PHILADELPHIA (CBS) – A major figure in Philadelphia politics and education, has passed away.

74-year-old Happy Fernadez died of complications of a stroke Saturday.

In a town known for rough and tumble politics, Happy Fernandez was different, a strong advocate of public education, a soft spoken but savvy person who was the first woman as a democrat to win an at large council seat; the first woman to run for the nomination for mayor in 1999, although unsuccessful at that point; and served for many years as president of Moore College of Art, raising its profile.

During her campaign for the nomination for mayor, Fernandez was interview by Larry Kane in her house not far from the Penn Campus and her view of Philadelphia was a city of diversity, hope and a great cultural center that should be expanded.

She arrived here in 1954 and called Philadelphia her home. Although some would call her low key, she didn’t have the usual political ego.

She played a major role in seeking more public support for education and urged students to get more involved.

Happy Fernandez was a soft spoken politician who was gracious and courteous, a trait that was treasured in the rough terrain of Philadelphia City Council.

Philadelphia city council president, Darrell L. Clarke, released the following statement on the passing of Fernandez:

“Happy Fernandez had a personality and a heart befitting her name. My sadness at her passing is tempered by knowing her unique, sunny idealism has inspired countless others.

“I first came to know Happy when she was a Councilwoman and I was one of a crowd of young, anonymous staffers. Councilwoman Fernandez was always generous with her time and attention. Notably, she took the trouble to learn our names and always had a kind word.

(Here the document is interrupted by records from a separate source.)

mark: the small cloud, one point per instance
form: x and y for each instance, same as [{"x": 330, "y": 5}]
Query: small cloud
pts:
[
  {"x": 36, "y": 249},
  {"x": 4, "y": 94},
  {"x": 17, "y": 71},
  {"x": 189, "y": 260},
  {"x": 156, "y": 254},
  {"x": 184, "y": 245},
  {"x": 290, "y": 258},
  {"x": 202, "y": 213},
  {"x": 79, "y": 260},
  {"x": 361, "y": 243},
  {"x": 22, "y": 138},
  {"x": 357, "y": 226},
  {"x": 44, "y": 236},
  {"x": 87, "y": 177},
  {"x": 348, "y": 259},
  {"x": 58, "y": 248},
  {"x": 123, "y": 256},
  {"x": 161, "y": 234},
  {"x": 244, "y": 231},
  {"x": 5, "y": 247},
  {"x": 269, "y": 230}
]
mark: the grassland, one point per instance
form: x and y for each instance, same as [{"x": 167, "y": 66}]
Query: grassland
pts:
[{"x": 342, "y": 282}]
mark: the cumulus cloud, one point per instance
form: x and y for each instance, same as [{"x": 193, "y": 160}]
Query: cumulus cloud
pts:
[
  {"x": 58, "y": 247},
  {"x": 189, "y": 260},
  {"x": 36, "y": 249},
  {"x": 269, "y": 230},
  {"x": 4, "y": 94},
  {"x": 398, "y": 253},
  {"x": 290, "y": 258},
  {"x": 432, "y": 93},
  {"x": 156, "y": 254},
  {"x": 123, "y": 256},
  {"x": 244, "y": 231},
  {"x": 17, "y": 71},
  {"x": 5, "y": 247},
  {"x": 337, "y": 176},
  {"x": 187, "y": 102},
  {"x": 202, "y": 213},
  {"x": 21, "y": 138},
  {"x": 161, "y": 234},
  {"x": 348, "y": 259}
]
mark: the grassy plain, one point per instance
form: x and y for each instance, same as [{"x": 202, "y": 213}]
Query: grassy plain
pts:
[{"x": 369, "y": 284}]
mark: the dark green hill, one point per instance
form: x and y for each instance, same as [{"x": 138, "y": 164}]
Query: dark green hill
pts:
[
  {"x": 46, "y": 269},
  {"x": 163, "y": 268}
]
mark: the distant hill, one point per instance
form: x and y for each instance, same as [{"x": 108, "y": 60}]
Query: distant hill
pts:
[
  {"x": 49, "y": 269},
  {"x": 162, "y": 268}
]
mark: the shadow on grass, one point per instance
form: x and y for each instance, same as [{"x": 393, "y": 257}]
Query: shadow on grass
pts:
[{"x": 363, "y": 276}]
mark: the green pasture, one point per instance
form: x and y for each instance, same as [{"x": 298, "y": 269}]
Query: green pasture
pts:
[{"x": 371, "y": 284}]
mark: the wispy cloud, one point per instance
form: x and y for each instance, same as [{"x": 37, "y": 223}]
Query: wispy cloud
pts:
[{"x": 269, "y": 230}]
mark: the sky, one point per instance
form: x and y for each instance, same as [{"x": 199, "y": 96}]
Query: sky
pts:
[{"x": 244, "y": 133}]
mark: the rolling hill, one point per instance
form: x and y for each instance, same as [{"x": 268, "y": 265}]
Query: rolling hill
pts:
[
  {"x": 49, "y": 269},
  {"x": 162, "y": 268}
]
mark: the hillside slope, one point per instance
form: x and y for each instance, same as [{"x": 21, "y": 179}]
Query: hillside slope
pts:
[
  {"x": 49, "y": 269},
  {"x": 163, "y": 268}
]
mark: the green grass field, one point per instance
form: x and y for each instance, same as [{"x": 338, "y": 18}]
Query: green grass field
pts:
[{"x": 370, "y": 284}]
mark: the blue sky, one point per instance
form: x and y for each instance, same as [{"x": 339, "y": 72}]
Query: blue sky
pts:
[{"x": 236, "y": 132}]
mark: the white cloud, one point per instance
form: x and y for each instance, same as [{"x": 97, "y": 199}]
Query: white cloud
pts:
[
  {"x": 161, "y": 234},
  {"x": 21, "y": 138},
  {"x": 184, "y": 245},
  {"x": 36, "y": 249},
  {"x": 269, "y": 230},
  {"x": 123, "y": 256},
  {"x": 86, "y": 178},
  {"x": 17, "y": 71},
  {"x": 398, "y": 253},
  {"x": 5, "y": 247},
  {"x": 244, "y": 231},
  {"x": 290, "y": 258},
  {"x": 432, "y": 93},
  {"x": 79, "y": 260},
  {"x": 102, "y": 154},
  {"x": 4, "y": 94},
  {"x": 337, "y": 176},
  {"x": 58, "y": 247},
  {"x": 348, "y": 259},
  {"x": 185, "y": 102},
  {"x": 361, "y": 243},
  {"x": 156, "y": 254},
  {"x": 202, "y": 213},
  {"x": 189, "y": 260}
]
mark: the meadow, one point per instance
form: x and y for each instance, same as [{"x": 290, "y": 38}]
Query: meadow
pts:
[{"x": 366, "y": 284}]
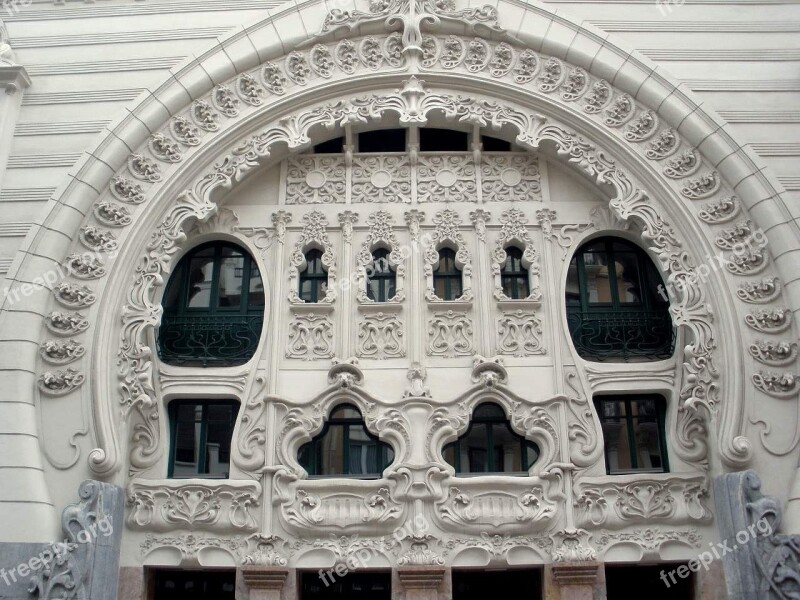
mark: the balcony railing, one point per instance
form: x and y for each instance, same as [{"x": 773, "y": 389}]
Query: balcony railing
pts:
[
  {"x": 627, "y": 335},
  {"x": 209, "y": 340}
]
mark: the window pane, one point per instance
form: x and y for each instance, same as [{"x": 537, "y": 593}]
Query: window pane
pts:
[
  {"x": 332, "y": 451},
  {"x": 201, "y": 270},
  {"x": 618, "y": 449},
  {"x": 598, "y": 287},
  {"x": 256, "y": 295},
  {"x": 231, "y": 272},
  {"x": 218, "y": 443},
  {"x": 187, "y": 439},
  {"x": 474, "y": 450},
  {"x": 628, "y": 285},
  {"x": 508, "y": 452}
]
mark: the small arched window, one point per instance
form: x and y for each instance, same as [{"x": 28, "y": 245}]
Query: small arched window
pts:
[
  {"x": 490, "y": 445},
  {"x": 381, "y": 278},
  {"x": 314, "y": 279},
  {"x": 447, "y": 281},
  {"x": 213, "y": 308},
  {"x": 513, "y": 276},
  {"x": 345, "y": 447},
  {"x": 617, "y": 305}
]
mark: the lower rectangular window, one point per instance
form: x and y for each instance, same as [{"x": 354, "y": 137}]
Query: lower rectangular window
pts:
[
  {"x": 328, "y": 584},
  {"x": 480, "y": 585},
  {"x": 655, "y": 582},
  {"x": 633, "y": 433},
  {"x": 180, "y": 584},
  {"x": 201, "y": 433}
]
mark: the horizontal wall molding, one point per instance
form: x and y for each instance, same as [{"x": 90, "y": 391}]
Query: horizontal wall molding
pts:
[
  {"x": 15, "y": 229},
  {"x": 790, "y": 183},
  {"x": 58, "y": 128},
  {"x": 95, "y": 11},
  {"x": 201, "y": 33},
  {"x": 737, "y": 54},
  {"x": 757, "y": 116},
  {"x": 32, "y": 161},
  {"x": 743, "y": 85},
  {"x": 106, "y": 66},
  {"x": 776, "y": 148},
  {"x": 81, "y": 97},
  {"x": 26, "y": 194},
  {"x": 699, "y": 26}
]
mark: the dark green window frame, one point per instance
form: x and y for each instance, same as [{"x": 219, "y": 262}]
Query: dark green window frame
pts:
[
  {"x": 315, "y": 274},
  {"x": 447, "y": 276},
  {"x": 310, "y": 455},
  {"x": 489, "y": 414},
  {"x": 630, "y": 430},
  {"x": 383, "y": 275},
  {"x": 513, "y": 276},
  {"x": 212, "y": 335},
  {"x": 202, "y": 463},
  {"x": 616, "y": 330}
]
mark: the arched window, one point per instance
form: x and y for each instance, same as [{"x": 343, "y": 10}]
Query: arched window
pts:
[
  {"x": 490, "y": 445},
  {"x": 513, "y": 276},
  {"x": 345, "y": 447},
  {"x": 447, "y": 282},
  {"x": 314, "y": 279},
  {"x": 213, "y": 308},
  {"x": 381, "y": 279},
  {"x": 617, "y": 305}
]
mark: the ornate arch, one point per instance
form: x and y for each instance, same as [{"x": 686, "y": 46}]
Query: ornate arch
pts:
[{"x": 659, "y": 139}]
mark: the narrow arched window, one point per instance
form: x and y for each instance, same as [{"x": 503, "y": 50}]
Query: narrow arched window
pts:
[
  {"x": 381, "y": 279},
  {"x": 447, "y": 282},
  {"x": 513, "y": 276},
  {"x": 617, "y": 305},
  {"x": 345, "y": 447},
  {"x": 490, "y": 445},
  {"x": 314, "y": 279},
  {"x": 213, "y": 308}
]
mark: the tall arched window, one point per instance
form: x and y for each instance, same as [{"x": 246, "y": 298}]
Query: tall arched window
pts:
[
  {"x": 617, "y": 305},
  {"x": 447, "y": 281},
  {"x": 381, "y": 279},
  {"x": 513, "y": 276},
  {"x": 345, "y": 447},
  {"x": 213, "y": 308},
  {"x": 314, "y": 279},
  {"x": 490, "y": 445}
]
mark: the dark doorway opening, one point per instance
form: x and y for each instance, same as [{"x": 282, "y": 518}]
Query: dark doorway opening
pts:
[
  {"x": 194, "y": 585},
  {"x": 327, "y": 585},
  {"x": 676, "y": 583},
  {"x": 480, "y": 585}
]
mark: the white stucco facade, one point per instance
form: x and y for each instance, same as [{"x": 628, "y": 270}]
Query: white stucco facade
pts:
[{"x": 133, "y": 132}]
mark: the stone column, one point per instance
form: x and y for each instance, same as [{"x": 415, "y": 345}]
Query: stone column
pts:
[
  {"x": 576, "y": 581},
  {"x": 264, "y": 583},
  {"x": 421, "y": 583}
]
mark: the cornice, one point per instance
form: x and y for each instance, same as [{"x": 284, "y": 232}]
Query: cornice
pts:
[{"x": 13, "y": 78}]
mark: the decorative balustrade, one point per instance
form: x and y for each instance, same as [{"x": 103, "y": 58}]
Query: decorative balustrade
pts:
[
  {"x": 209, "y": 340},
  {"x": 616, "y": 335}
]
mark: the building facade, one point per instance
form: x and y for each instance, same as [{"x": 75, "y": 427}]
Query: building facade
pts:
[{"x": 413, "y": 298}]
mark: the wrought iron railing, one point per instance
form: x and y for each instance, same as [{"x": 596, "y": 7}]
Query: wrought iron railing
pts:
[
  {"x": 610, "y": 335},
  {"x": 209, "y": 340}
]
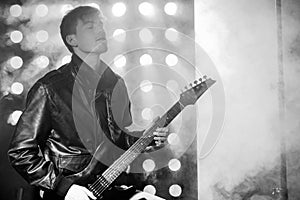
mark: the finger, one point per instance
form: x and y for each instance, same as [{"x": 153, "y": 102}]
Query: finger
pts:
[
  {"x": 161, "y": 139},
  {"x": 89, "y": 193}
]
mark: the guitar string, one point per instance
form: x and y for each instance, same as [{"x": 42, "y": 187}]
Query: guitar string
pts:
[{"x": 98, "y": 183}]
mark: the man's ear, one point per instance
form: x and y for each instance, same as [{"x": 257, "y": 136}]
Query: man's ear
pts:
[{"x": 71, "y": 40}]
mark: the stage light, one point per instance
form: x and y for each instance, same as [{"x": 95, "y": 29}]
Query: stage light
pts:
[
  {"x": 174, "y": 164},
  {"x": 66, "y": 8},
  {"x": 172, "y": 85},
  {"x": 171, "y": 34},
  {"x": 170, "y": 8},
  {"x": 118, "y": 9},
  {"x": 173, "y": 139},
  {"x": 41, "y": 10},
  {"x": 146, "y": 9},
  {"x": 146, "y": 86},
  {"x": 14, "y": 117},
  {"x": 66, "y": 59},
  {"x": 146, "y": 35},
  {"x": 42, "y": 61},
  {"x": 145, "y": 59},
  {"x": 119, "y": 35},
  {"x": 17, "y": 88},
  {"x": 147, "y": 114},
  {"x": 95, "y": 5},
  {"x": 16, "y": 36},
  {"x": 148, "y": 165},
  {"x": 42, "y": 36},
  {"x": 15, "y": 10},
  {"x": 120, "y": 61},
  {"x": 16, "y": 62},
  {"x": 171, "y": 60},
  {"x": 150, "y": 189},
  {"x": 175, "y": 190}
]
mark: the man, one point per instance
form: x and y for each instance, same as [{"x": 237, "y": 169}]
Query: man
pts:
[{"x": 71, "y": 110}]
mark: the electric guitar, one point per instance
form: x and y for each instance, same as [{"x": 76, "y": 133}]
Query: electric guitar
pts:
[{"x": 100, "y": 182}]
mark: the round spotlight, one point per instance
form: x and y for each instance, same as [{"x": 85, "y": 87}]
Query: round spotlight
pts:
[
  {"x": 171, "y": 60},
  {"x": 120, "y": 61},
  {"x": 146, "y": 59},
  {"x": 147, "y": 114},
  {"x": 146, "y": 86},
  {"x": 171, "y": 34},
  {"x": 118, "y": 9},
  {"x": 66, "y": 8},
  {"x": 15, "y": 10},
  {"x": 95, "y": 5},
  {"x": 148, "y": 165},
  {"x": 16, "y": 62},
  {"x": 14, "y": 117},
  {"x": 17, "y": 88},
  {"x": 42, "y": 36},
  {"x": 119, "y": 35},
  {"x": 146, "y": 35},
  {"x": 150, "y": 189},
  {"x": 172, "y": 85},
  {"x": 146, "y": 9},
  {"x": 171, "y": 8},
  {"x": 173, "y": 139},
  {"x": 174, "y": 164},
  {"x": 175, "y": 190},
  {"x": 66, "y": 59},
  {"x": 42, "y": 62},
  {"x": 16, "y": 36},
  {"x": 41, "y": 10}
]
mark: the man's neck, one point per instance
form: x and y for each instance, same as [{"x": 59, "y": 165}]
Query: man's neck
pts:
[{"x": 93, "y": 60}]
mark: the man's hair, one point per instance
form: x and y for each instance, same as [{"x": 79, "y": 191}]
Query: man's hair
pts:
[{"x": 70, "y": 20}]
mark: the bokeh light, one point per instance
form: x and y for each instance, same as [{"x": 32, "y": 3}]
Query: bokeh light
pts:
[
  {"x": 175, "y": 190},
  {"x": 17, "y": 88},
  {"x": 146, "y": 9},
  {"x": 42, "y": 36},
  {"x": 171, "y": 60},
  {"x": 150, "y": 189},
  {"x": 147, "y": 114},
  {"x": 41, "y": 10},
  {"x": 15, "y": 10},
  {"x": 174, "y": 164},
  {"x": 148, "y": 165},
  {"x": 120, "y": 61},
  {"x": 118, "y": 9},
  {"x": 171, "y": 34},
  {"x": 146, "y": 35},
  {"x": 170, "y": 8},
  {"x": 16, "y": 36},
  {"x": 146, "y": 59},
  {"x": 146, "y": 86},
  {"x": 16, "y": 62},
  {"x": 119, "y": 35},
  {"x": 41, "y": 61}
]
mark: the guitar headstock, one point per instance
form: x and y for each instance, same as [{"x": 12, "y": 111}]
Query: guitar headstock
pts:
[{"x": 191, "y": 95}]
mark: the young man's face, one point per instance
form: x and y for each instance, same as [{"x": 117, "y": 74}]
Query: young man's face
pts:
[{"x": 90, "y": 35}]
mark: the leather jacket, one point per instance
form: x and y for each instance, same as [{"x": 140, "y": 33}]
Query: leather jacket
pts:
[{"x": 46, "y": 145}]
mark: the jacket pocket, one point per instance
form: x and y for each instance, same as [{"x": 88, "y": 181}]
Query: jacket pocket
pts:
[{"x": 73, "y": 164}]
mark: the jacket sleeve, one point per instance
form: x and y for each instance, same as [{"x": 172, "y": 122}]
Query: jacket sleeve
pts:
[{"x": 28, "y": 142}]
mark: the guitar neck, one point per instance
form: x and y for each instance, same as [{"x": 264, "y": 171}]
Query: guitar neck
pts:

“Councilwoman Fernandez will go down in Philadelphia history as the first woman to seek a major-party nomination for Mayor, and it is my sincere hope that more women follow in her footsteps. Happy was proof that idealism and a generous spirit are assets, not roadblocks, in civic life. May her passion for public education, for the young, and for the less fortunate live on across this City she loved so dearly.

“I extend my heartfelt condolences to her husband, Rev. Richard Fernandez, their sons and their grandchildren.”